I sat up after those two days laying in filth, two days of pain, two days of what felt like an eternity of fear. I stumbled to my feet and grimaced at the dry blood flaking off of me, I wasn't sure how I survived, possibly long exposure to radiation gave me certain healing properties? Or I was just lucky? My feet hurt, my throat burns and my eyes are watering, I take a deep breath and cough, gasping in pain and stumbling. Stumbling as I shift and push my way home, ah yes, my home. A dinghy little town called meggatun, I lived there with my mother and father.

My father, a ghoul and my mother a human, well respected, when they saw me after looking for me for those two awful days, seeing how disgusted I was, the scar on my already lightly scarred throat. I have never seen someone cry so much in my few years of life. But when they noticed the scolding flame in my eyes, they realized that I was not sad or upset about losing my precious little ability to talk.

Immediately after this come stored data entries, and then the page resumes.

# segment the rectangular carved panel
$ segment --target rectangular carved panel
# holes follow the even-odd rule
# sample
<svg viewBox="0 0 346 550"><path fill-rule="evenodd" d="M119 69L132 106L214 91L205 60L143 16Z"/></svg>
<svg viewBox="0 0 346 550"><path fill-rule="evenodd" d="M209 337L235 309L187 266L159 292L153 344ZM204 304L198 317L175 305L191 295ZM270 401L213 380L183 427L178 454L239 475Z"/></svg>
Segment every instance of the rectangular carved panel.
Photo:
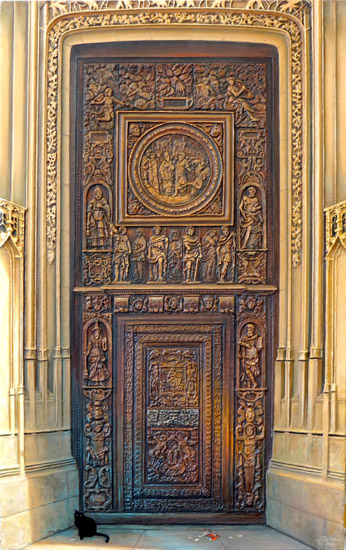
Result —
<svg viewBox="0 0 346 550"><path fill-rule="evenodd" d="M222 508L221 331L125 325L125 510Z"/></svg>

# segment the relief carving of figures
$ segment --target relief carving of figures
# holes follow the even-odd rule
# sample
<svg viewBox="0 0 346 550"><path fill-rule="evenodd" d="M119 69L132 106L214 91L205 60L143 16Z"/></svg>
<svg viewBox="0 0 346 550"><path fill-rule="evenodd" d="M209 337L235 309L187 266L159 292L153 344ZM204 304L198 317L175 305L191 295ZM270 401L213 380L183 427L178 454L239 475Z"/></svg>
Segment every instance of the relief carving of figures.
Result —
<svg viewBox="0 0 346 550"><path fill-rule="evenodd" d="M161 193L173 195L174 190L174 164L168 151L163 152L163 159L160 162L159 173L161 178Z"/></svg>
<svg viewBox="0 0 346 550"><path fill-rule="evenodd" d="M259 319L263 325L266 323L265 301L261 297L248 296L239 298L238 323L246 319Z"/></svg>
<svg viewBox="0 0 346 550"><path fill-rule="evenodd" d="M112 228L114 239L113 264L114 279L113 282L125 282L130 268L131 244L127 236L126 227Z"/></svg>
<svg viewBox="0 0 346 550"><path fill-rule="evenodd" d="M149 282L162 283L167 273L168 238L162 228L153 228L153 235L148 242L147 260L149 262Z"/></svg>
<svg viewBox="0 0 346 550"><path fill-rule="evenodd" d="M215 281L218 240L215 229L210 229L202 237L202 275L205 282Z"/></svg>
<svg viewBox="0 0 346 550"><path fill-rule="evenodd" d="M227 89L224 109L236 111L242 114L244 111L252 122L258 120L255 116L253 105L248 101L254 96L248 88L238 79L230 76L226 78Z"/></svg>
<svg viewBox="0 0 346 550"><path fill-rule="evenodd" d="M90 335L90 332L92 333ZM109 381L110 373L108 369L108 341L105 336L105 330L100 326L99 321L95 321L91 330L87 331L88 339L84 352L84 378L92 384L105 383Z"/></svg>
<svg viewBox="0 0 346 550"><path fill-rule="evenodd" d="M132 241L131 261L134 266L134 278L137 282L144 280L145 251L147 241L143 229L136 229L136 236Z"/></svg>
<svg viewBox="0 0 346 550"><path fill-rule="evenodd" d="M185 283L197 282L199 262L202 257L201 241L194 227L187 227L183 236L183 273Z"/></svg>
<svg viewBox="0 0 346 550"><path fill-rule="evenodd" d="M182 240L177 229L172 229L168 245L168 280L181 281L182 271Z"/></svg>
<svg viewBox="0 0 346 550"><path fill-rule="evenodd" d="M227 277L229 277L230 281L234 282L236 251L235 234L234 232L231 233L227 225L223 225L221 231L222 235L218 240L216 248L219 282L225 283Z"/></svg>
<svg viewBox="0 0 346 550"><path fill-rule="evenodd" d="M88 248L105 248L110 245L110 216L110 205L101 187L97 186L87 206L85 233Z"/></svg>
<svg viewBox="0 0 346 550"><path fill-rule="evenodd" d="M189 349L157 349L149 354L149 406L198 406L198 364Z"/></svg>
<svg viewBox="0 0 346 550"><path fill-rule="evenodd" d="M239 400L236 428L237 508L261 509L262 441L264 439L262 395L250 402ZM242 394L240 394L242 396Z"/></svg>
<svg viewBox="0 0 346 550"><path fill-rule="evenodd" d="M149 428L148 445L149 483L197 482L198 429Z"/></svg>
<svg viewBox="0 0 346 550"><path fill-rule="evenodd" d="M257 379L262 375L261 351L263 338L256 333L256 325L247 323L238 341L240 360L240 384L242 387L257 388Z"/></svg>
<svg viewBox="0 0 346 550"><path fill-rule="evenodd" d="M256 249L263 246L262 206L257 197L257 189L250 186L244 191L239 205L240 248Z"/></svg>

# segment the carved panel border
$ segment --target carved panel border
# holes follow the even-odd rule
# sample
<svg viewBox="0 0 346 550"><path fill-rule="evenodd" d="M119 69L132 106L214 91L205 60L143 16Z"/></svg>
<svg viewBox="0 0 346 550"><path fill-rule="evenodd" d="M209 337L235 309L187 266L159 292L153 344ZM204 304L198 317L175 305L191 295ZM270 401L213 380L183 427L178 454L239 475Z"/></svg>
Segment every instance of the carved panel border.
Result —
<svg viewBox="0 0 346 550"><path fill-rule="evenodd" d="M213 5L215 2L213 3ZM268 10L251 10L248 8L259 5ZM217 10L161 10L131 12L106 11L97 13L89 11L83 13L83 8L99 9L108 7L108 2L52 2L50 3L53 16L60 15L54 19L48 28L48 90L47 90L47 129L46 129L46 152L47 152L47 250L48 261L51 263L55 258L57 238L57 190L58 190L58 67L59 67L59 44L63 36L77 29L92 27L117 27L119 25L230 25L239 27L263 27L268 30L284 32L291 43L291 87L292 87L292 212L291 212L291 254L294 266L300 264L302 246L302 179L303 179L303 94L305 83L303 81L303 56L305 53L304 27L308 28L310 5L301 2L298 6L290 7L287 2L263 1L247 2L239 4L237 9ZM113 3L110 6L114 6ZM130 1L118 2L116 7L133 8L135 4ZM158 4L148 4L158 6ZM166 1L158 7L166 6ZM187 6L187 3L182 3ZM225 4L226 5L226 4ZM192 1L191 7L195 3ZM228 3L232 6L232 3ZM136 6L137 7L137 6ZM198 6L199 7L199 6ZM245 9L244 9L245 8ZM70 9L80 10L76 15ZM277 9L277 11L276 11ZM294 16L290 15L293 13ZM299 17L297 19L296 17ZM303 23L303 24L302 24Z"/></svg>

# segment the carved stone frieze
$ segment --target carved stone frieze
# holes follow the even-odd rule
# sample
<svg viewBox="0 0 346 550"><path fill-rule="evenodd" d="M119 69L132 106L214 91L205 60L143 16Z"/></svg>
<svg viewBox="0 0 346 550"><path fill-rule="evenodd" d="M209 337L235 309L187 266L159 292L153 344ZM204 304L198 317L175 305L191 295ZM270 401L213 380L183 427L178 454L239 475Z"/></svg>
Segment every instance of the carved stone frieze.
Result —
<svg viewBox="0 0 346 550"><path fill-rule="evenodd" d="M264 392L239 391L236 425L236 507L263 510Z"/></svg>
<svg viewBox="0 0 346 550"><path fill-rule="evenodd" d="M339 242L346 248L346 201L335 204L325 210L326 216L326 257Z"/></svg>
<svg viewBox="0 0 346 550"><path fill-rule="evenodd" d="M112 309L111 296L106 294L87 294L84 296L83 309L87 313L104 313Z"/></svg>

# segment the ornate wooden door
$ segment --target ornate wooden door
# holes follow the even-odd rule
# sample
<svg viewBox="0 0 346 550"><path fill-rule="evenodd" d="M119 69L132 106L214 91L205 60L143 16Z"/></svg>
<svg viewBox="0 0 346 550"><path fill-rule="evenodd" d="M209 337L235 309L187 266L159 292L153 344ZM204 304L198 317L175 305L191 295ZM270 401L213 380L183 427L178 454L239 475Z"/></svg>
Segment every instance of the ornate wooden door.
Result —
<svg viewBox="0 0 346 550"><path fill-rule="evenodd" d="M275 71L264 46L74 49L73 440L107 521L263 518Z"/></svg>

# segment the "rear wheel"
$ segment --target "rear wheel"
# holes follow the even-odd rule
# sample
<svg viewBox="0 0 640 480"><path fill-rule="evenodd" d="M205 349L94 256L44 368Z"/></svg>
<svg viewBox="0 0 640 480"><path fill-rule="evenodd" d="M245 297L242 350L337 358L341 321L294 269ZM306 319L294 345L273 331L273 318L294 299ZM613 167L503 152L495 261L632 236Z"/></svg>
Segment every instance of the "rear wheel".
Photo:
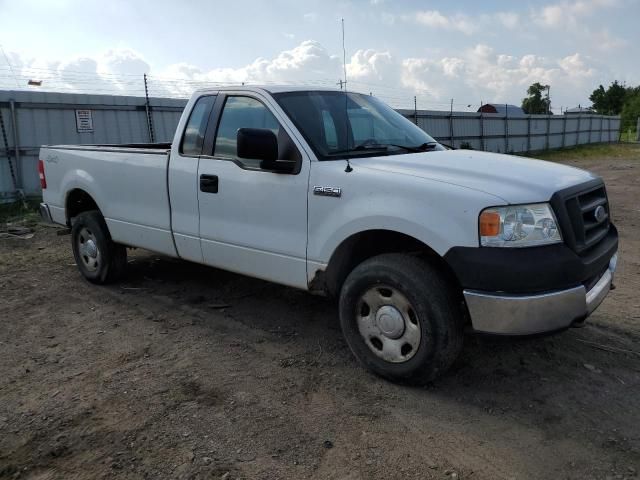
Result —
<svg viewBox="0 0 640 480"><path fill-rule="evenodd" d="M82 212L71 228L71 247L80 273L92 283L111 283L122 277L127 250L111 240L104 218L97 210Z"/></svg>
<svg viewBox="0 0 640 480"><path fill-rule="evenodd" d="M341 290L340 323L358 360L394 381L431 381L462 349L463 315L453 287L437 268L409 255L358 265Z"/></svg>

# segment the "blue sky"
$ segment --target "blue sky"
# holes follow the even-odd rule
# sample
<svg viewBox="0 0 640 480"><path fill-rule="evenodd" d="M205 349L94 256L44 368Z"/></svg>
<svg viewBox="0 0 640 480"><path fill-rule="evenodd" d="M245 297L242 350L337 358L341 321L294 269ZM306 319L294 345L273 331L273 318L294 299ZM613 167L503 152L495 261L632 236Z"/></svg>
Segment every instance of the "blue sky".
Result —
<svg viewBox="0 0 640 480"><path fill-rule="evenodd" d="M589 104L600 83L640 84L640 0L0 0L0 18L0 88L34 78L140 93L142 73L167 95L211 82L334 85L341 18L350 88L396 106L413 95L421 108L519 104L540 81L559 110Z"/></svg>

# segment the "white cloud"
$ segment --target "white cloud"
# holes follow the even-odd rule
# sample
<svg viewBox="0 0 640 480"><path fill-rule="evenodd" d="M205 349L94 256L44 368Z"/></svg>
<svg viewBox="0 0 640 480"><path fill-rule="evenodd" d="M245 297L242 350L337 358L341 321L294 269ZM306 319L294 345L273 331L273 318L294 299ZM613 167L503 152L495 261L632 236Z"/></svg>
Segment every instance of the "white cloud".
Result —
<svg viewBox="0 0 640 480"><path fill-rule="evenodd" d="M318 20L318 13L317 12L309 12L309 13L305 13L302 17L307 22L315 22L316 20Z"/></svg>
<svg viewBox="0 0 640 480"><path fill-rule="evenodd" d="M142 55L129 48L107 50L99 59L99 70L109 73L137 74L149 73L151 67Z"/></svg>
<svg viewBox="0 0 640 480"><path fill-rule="evenodd" d="M534 21L543 27L574 28L580 24L583 17L593 15L596 11L616 7L619 0L574 0L562 1L546 5L540 11L534 11Z"/></svg>
<svg viewBox="0 0 640 480"><path fill-rule="evenodd" d="M13 88L17 81L24 88L28 80L39 80L44 89L87 93L141 94L142 75L151 70L142 55L128 48L111 49L95 57L53 61L12 52L9 61L17 78L5 80L6 87Z"/></svg>
<svg viewBox="0 0 640 480"><path fill-rule="evenodd" d="M142 73L150 72L153 96L188 96L194 88L219 83L301 83L335 87L342 77L342 61L312 40L282 51L272 58L257 58L238 68L203 70L176 63L162 71L151 71L148 62L129 49L110 50L95 57L66 61L21 58L9 53L22 78L42 79L46 87L95 93L141 95ZM590 57L574 53L558 58L535 54L508 55L485 44L460 50L456 55L396 57L389 51L362 49L347 64L351 89L372 91L394 106L407 107L418 95L422 108L445 108L456 103L520 103L534 82L550 84L564 105L584 101L585 92L602 82L602 72ZM26 84L26 81L24 81ZM8 85L12 88L11 85ZM573 100L575 99L575 100ZM559 106L559 105L557 105Z"/></svg>
<svg viewBox="0 0 640 480"><path fill-rule="evenodd" d="M407 22L415 22L429 28L457 31L465 35L492 31L496 26L513 30L520 25L520 15L514 12L470 16L462 13L445 15L438 10L423 10L404 15L402 18Z"/></svg>
<svg viewBox="0 0 640 480"><path fill-rule="evenodd" d="M511 30L518 28L520 25L520 15L513 12L498 12L495 18L506 28Z"/></svg>
<svg viewBox="0 0 640 480"><path fill-rule="evenodd" d="M561 5L548 5L534 16L537 23L547 27L556 27L569 20L565 15L565 9ZM571 17L570 17L571 18Z"/></svg>
<svg viewBox="0 0 640 480"><path fill-rule="evenodd" d="M451 22L447 17L442 15L437 10L427 10L424 12L417 12L415 19L418 23L426 25L427 27L434 28L450 28Z"/></svg>
<svg viewBox="0 0 640 480"><path fill-rule="evenodd" d="M421 94L423 101L444 102L453 97L456 103L475 104L475 108L480 100L519 104L534 82L551 85L564 105L577 104L580 92L589 92L599 74L590 59L579 53L559 59L533 54L516 57L483 44L456 57L404 59L401 68L402 85Z"/></svg>
<svg viewBox="0 0 640 480"><path fill-rule="evenodd" d="M455 30L466 35L471 35L478 29L477 21L474 21L473 18L467 15L456 14L448 17L440 13L438 10L415 12L412 15L405 16L405 19L415 21L430 28Z"/></svg>
<svg viewBox="0 0 640 480"><path fill-rule="evenodd" d="M579 53L560 59L558 64L569 77L592 77L595 73L595 70L587 66L584 58Z"/></svg>
<svg viewBox="0 0 640 480"><path fill-rule="evenodd" d="M430 99L440 99L444 91L440 88L438 65L425 58L407 58L402 61L402 86L422 93Z"/></svg>
<svg viewBox="0 0 640 480"><path fill-rule="evenodd" d="M459 77L464 69L464 61L460 58L443 58L440 60L442 72L447 77Z"/></svg>
<svg viewBox="0 0 640 480"><path fill-rule="evenodd" d="M591 31L590 37L595 49L601 52L611 52L629 44L626 40L613 36L607 29Z"/></svg>
<svg viewBox="0 0 640 480"><path fill-rule="evenodd" d="M306 40L291 50L280 52L274 58L257 58L239 68L215 68L202 70L184 63L171 65L162 72L162 78L182 78L184 92L193 88L193 82L201 83L295 83L321 81L335 84L342 76L342 62L330 55L318 42ZM153 77L152 77L153 78Z"/></svg>
<svg viewBox="0 0 640 480"><path fill-rule="evenodd" d="M513 64L514 60L515 60L515 57L511 55L500 54L497 57L497 64L500 65L501 67L508 67L509 65Z"/></svg>
<svg viewBox="0 0 640 480"><path fill-rule="evenodd" d="M395 60L389 52L358 50L347 64L348 78L361 81L389 81L395 72Z"/></svg>

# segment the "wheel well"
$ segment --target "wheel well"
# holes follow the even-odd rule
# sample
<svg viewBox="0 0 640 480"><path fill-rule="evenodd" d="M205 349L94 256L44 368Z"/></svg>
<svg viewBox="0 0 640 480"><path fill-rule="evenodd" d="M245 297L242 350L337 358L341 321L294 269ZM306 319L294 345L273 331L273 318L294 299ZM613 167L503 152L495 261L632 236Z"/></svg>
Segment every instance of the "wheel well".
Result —
<svg viewBox="0 0 640 480"><path fill-rule="evenodd" d="M76 188L67 195L65 212L67 225L71 226L71 219L88 210L100 210L95 200L84 190Z"/></svg>
<svg viewBox="0 0 640 480"><path fill-rule="evenodd" d="M338 295L347 275L356 266L383 253L407 253L427 259L442 271L448 281L460 286L447 262L425 243L391 230L367 230L350 236L336 248L326 270L316 272L310 290Z"/></svg>

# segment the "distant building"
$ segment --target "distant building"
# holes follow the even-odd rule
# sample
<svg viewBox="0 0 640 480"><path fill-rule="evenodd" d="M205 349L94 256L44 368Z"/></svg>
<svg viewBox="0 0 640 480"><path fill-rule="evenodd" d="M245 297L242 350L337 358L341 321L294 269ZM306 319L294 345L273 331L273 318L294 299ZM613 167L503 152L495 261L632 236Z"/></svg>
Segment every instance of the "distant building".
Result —
<svg viewBox="0 0 640 480"><path fill-rule="evenodd" d="M593 110L590 108L586 108L586 107L574 107L574 108L567 108L564 111L565 115L580 115L580 114L588 114L588 113L593 113Z"/></svg>
<svg viewBox="0 0 640 480"><path fill-rule="evenodd" d="M482 113L506 113L510 117L517 117L520 115L526 115L522 108L517 105L509 105L508 103L485 103L482 105L478 112Z"/></svg>

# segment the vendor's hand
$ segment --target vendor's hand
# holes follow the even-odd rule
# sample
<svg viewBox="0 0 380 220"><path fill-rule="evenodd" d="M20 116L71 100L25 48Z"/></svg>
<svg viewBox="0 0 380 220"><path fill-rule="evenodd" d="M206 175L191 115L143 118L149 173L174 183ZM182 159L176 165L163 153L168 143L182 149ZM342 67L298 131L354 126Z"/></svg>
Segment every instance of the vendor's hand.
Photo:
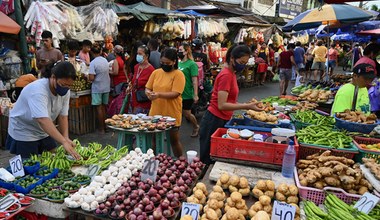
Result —
<svg viewBox="0 0 380 220"><path fill-rule="evenodd" d="M264 111L264 105L261 102L252 102L248 104L248 109L255 111Z"/></svg>
<svg viewBox="0 0 380 220"><path fill-rule="evenodd" d="M194 95L193 100L194 100L194 104L197 104L198 101L199 101L199 97L198 97L198 95Z"/></svg>
<svg viewBox="0 0 380 220"><path fill-rule="evenodd" d="M48 65L49 62L50 62L49 60L45 60L45 59L40 60L40 64L43 65L43 66Z"/></svg>
<svg viewBox="0 0 380 220"><path fill-rule="evenodd" d="M80 159L80 155L75 150L75 144L72 141L65 141L63 143L63 148L65 148L66 152L69 153L75 160Z"/></svg>
<svg viewBox="0 0 380 220"><path fill-rule="evenodd" d="M151 92L149 96L148 98L153 101L155 99L158 99L160 97L160 94L158 92Z"/></svg>

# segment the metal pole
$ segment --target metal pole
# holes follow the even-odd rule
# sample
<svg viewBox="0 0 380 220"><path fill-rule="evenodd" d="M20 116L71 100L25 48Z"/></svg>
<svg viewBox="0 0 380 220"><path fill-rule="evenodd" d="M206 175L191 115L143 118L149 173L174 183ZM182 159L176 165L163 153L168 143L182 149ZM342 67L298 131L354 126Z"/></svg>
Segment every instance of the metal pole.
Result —
<svg viewBox="0 0 380 220"><path fill-rule="evenodd" d="M24 73L28 73L30 71L29 59L28 59L28 46L26 44L26 35L25 35L25 27L24 27L24 18L21 10L21 0L15 0L15 13L16 13L16 22L21 26L19 37L19 48L20 48L20 56L23 62Z"/></svg>

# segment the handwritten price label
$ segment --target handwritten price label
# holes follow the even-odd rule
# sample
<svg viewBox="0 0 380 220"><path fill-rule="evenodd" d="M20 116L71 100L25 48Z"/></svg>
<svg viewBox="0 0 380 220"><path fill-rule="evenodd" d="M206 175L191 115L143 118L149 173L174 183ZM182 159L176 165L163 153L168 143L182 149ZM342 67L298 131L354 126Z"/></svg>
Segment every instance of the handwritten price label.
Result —
<svg viewBox="0 0 380 220"><path fill-rule="evenodd" d="M11 166L13 176L18 177L25 175L24 166L22 165L22 159L20 155L12 157L9 160L9 165Z"/></svg>
<svg viewBox="0 0 380 220"><path fill-rule="evenodd" d="M99 170L100 170L100 166L98 164L92 164L90 165L90 167L88 167L87 176L93 178L99 173Z"/></svg>
<svg viewBox="0 0 380 220"><path fill-rule="evenodd" d="M14 197L12 194L8 194L0 200L0 212L7 210L16 202L18 202L18 199Z"/></svg>
<svg viewBox="0 0 380 220"><path fill-rule="evenodd" d="M184 215L190 215L193 220L198 220L199 209L200 206L198 204L184 202L182 203L181 218Z"/></svg>
<svg viewBox="0 0 380 220"><path fill-rule="evenodd" d="M294 220L295 215L296 207L276 200L274 201L271 220Z"/></svg>
<svg viewBox="0 0 380 220"><path fill-rule="evenodd" d="M360 197L359 201L354 205L354 208L368 214L376 206L379 200L379 197L366 192L362 195L362 197Z"/></svg>
<svg viewBox="0 0 380 220"><path fill-rule="evenodd" d="M157 170L159 161L155 159L146 160L144 162L143 169L141 170L141 180L145 181L147 179L156 182Z"/></svg>

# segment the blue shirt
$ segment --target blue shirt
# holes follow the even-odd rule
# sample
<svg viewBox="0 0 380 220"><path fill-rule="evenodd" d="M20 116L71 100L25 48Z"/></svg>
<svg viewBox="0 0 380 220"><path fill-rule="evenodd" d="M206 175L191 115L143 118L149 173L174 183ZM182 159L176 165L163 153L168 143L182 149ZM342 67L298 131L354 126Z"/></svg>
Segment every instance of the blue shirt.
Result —
<svg viewBox="0 0 380 220"><path fill-rule="evenodd" d="M296 64L303 63L305 59L304 56L305 50L302 47L296 47L296 49L294 49L294 62L296 62Z"/></svg>
<svg viewBox="0 0 380 220"><path fill-rule="evenodd" d="M104 57L96 57L90 63L89 74L95 75L92 82L92 93L107 93L111 90L108 61Z"/></svg>

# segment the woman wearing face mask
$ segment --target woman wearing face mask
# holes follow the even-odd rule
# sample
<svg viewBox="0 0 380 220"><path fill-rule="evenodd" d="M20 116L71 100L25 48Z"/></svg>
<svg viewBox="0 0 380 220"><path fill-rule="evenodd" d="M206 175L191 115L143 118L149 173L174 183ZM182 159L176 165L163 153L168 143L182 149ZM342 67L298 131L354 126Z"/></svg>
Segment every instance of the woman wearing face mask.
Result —
<svg viewBox="0 0 380 220"><path fill-rule="evenodd" d="M133 113L149 113L151 101L145 94L145 85L154 67L149 63L149 49L147 46L143 45L138 47L136 61L138 64L135 65L134 75L132 78L132 108Z"/></svg>
<svg viewBox="0 0 380 220"><path fill-rule="evenodd" d="M239 87L236 73L242 72L251 55L246 45L233 45L226 54L225 67L220 71L214 82L210 105L205 112L200 128L200 159L203 163L212 163L210 159L211 135L224 127L232 117L233 111L253 109L262 111L257 103L238 103Z"/></svg>
<svg viewBox="0 0 380 220"><path fill-rule="evenodd" d="M128 82L127 75L124 72L124 49L120 45L116 45L113 48L114 54L116 55L116 59L112 65L112 72L110 73L112 76L112 84L114 88L115 96L118 96L121 93L124 85ZM124 87L125 88L125 87Z"/></svg>
<svg viewBox="0 0 380 220"><path fill-rule="evenodd" d="M46 68L46 78L27 85L10 111L6 147L12 154L28 158L62 144L75 159L80 159L69 138L68 112L70 86L76 72L69 62ZM54 121L57 120L58 127Z"/></svg>
<svg viewBox="0 0 380 220"><path fill-rule="evenodd" d="M182 122L182 93L185 76L178 70L178 56L175 49L161 53L161 69L149 77L145 93L152 101L149 115L170 116L176 119L176 127L170 130L170 143L176 157L182 156L183 147L179 140L179 127Z"/></svg>
<svg viewBox="0 0 380 220"><path fill-rule="evenodd" d="M198 137L199 125L197 119L191 114L193 103L198 102L198 65L193 60L190 45L184 43L178 49L178 69L183 72L186 79L185 89L182 93L183 115L193 125L191 137Z"/></svg>

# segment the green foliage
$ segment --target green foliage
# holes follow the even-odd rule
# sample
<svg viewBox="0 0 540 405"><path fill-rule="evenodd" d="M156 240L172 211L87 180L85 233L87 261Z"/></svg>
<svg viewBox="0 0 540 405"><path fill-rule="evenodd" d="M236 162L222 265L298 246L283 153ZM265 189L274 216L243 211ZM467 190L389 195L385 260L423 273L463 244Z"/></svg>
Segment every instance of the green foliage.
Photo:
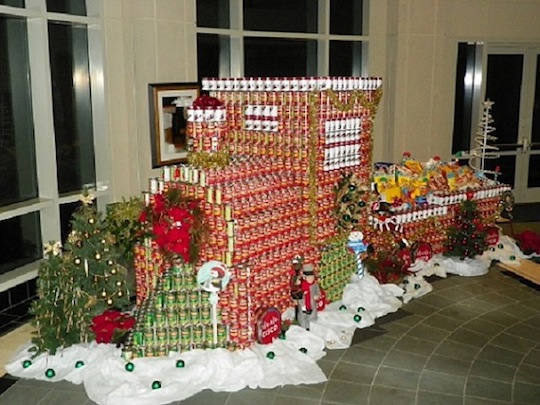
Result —
<svg viewBox="0 0 540 405"><path fill-rule="evenodd" d="M98 212L84 204L71 225L63 250L58 243L46 245L39 269L38 299L31 307L38 353L92 340L94 316L130 305L126 269Z"/></svg>
<svg viewBox="0 0 540 405"><path fill-rule="evenodd" d="M116 247L120 251L119 261L127 268L133 264L135 245L144 238L139 219L143 210L143 201L135 197L107 205L105 224L115 237Z"/></svg>
<svg viewBox="0 0 540 405"><path fill-rule="evenodd" d="M476 203L463 201L456 212L455 221L455 225L447 231L445 255L462 260L481 255L488 248L487 234Z"/></svg>

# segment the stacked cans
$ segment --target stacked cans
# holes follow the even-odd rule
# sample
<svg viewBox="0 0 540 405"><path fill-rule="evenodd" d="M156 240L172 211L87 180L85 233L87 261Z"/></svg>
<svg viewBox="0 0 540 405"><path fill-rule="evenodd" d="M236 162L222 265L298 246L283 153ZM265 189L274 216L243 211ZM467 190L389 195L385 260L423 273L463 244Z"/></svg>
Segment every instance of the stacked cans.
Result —
<svg viewBox="0 0 540 405"><path fill-rule="evenodd" d="M124 349L126 357L227 347L229 328L221 322L214 344L209 298L210 293L198 288L192 265L175 264L162 272L138 308L135 327Z"/></svg>

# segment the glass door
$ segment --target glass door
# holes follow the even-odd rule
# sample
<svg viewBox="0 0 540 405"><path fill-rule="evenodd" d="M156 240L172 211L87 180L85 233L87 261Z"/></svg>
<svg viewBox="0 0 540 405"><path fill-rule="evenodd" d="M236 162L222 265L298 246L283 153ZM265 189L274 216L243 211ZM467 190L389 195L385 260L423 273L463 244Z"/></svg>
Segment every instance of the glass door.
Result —
<svg viewBox="0 0 540 405"><path fill-rule="evenodd" d="M484 100L491 110L493 146L499 159L486 169L501 171L517 203L540 201L540 46L486 46ZM474 147L475 145L472 145Z"/></svg>

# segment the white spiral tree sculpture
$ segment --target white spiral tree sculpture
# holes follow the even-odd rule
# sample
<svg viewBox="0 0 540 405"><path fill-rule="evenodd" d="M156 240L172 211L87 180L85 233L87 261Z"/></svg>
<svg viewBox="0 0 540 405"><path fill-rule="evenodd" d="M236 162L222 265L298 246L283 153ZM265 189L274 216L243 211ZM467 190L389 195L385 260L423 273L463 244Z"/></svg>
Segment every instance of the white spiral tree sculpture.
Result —
<svg viewBox="0 0 540 405"><path fill-rule="evenodd" d="M495 131L495 127L491 125L493 118L491 116L491 108L493 107L493 101L486 100L482 103L483 114L480 120L478 131L474 137L475 143L478 145L473 148L469 153L469 166L471 166L475 172L480 176L486 174L492 174L497 176L500 174L497 170L486 170L486 159L498 159L499 154L496 151L499 150L496 146L490 145L489 142L497 140L496 136L491 135Z"/></svg>

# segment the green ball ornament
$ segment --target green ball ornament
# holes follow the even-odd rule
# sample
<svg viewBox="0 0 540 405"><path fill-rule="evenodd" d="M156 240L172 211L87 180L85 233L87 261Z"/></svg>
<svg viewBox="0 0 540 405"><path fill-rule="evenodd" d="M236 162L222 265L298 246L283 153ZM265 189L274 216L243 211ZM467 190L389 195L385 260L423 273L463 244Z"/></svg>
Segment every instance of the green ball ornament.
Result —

I was angry, angry at myself, angry that a ragged beast took something that was mine without permission. I loathe that beast to this day.

However all that anger and spite grew quieter and quieter until it was barley a whisper, it's been six long years sense then, six long years that would never prepare me for this. Cinders falling around me, hitting the ground and becoming crimson in color. My mother dead and actively burning in front of me, my father eradicated. The wind whips at my bear skin and howells out the pain I can not, flames licking my bare feet, hot searing rage and cold sadness running through me like rabid dogs. Yet I stand there and watch my would burn silently, cold, hot, numb and painful.

My reality was gone, gone like my voice, something of mine was once again stolen. My mind goes blank and all I can see is red, ears ringing with a high pitched hum.